22:45 - Quase morte*

Escultura: Seated Figure. 13th century. MetMuseum

A paisagem corria solta janela a fora pintada com um verde forte e umas manchas acinzentadas pela chuva recente mostravam as feridas nos pequenos montes à beira da estrada. E as rodas frearam. O automóvel parou após um longo silvo de pneus e asfalto. A paisagem parou. Eu parei.
Parei entre pensamentos opressivos e um ar rarefeito. Parei para ver o ostracismo de uma rotina que estanca apenas com um acidente casual em uma rodovia qualquer e sem sinalização. Parei com seu nome na língua e sua imagem refletida nas retinas em um filme alegre que parece que não ter uma pausa, uma quebra, o fim e o início.
Uma tela que armazena minhas cicatrizes como forma de reviver uma felicidade sombria, porque já não existe mais. Os personagens estão sorrindo para uma bobagem banal e um transeunte, no passado filmado. E, no entanto, abandonaram-se como dois desconhecidos, chorando, sofrendo, martirizando-se, banindo-se de uma felicidade contida em palavras retidas, em silêncios sempre imperantes.
O asfalto quente queima uma pele desconhecida, rasgada, ferida. Gritos e sangue. Ferragens e sujeira.
O tempo estagnado em um corpo que não se movia fazia-me pensar em tudo aquilo que podia acabar em um momento simplório em que tudo que importa é somente o desejo de querer.
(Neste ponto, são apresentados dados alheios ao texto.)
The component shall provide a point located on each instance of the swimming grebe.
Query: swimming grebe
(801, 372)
Querendo estar na verdura da paisagem, na vermelhidão negra do sangue, dentro do corpo aberto, no outro lado do véu. Querendo ir de um polo a um deserto. Querendo viver aquela película.
O cheiro de queimado, da pele, da borracha, dos neurônios e da projeção fez-me volver a outro lugar particular onde nada mais existe além de um personagem, uma cadeira e um fundo negro. Vozes que surgem da negritude e uma ansiedade que faz transcender o tempo e o espaço confinado e criar, no âmago de uma alma, um ambiente protegido por muralhas e guardas, torres com arqueiros, fossos secos e molhados, diques com animais perigosos e uma cela, no centro de toda a proteção, trancada com portões de metal maciço. E, nesse lugar, ainda existe uma cadeira, um personagem e um fundo negro.
E não importa quem tente conquistar essa fortaleza nem quantos exércitos tentem cercá-la, nada pode transpor essas precauções. Com a exceção de simples atos vindos de uma sinceridade corajosa de um ser particularizado pelas cenas de um bom filme gravado no espaço de um sussurro e que se reproduz em milhares de horas, em dias, noites e solstícios.
O corpo é levado e o verde escuro transformou-se em densa escuridão. Os cheiros e gritos foram subjugados pelo frio sensível de fim de tarde. E onde será a próxima cena se a fortaleza está fortemente trancada e protegida?

O acidente de outrem também é a vida que morre no peito de um vivente zumbi.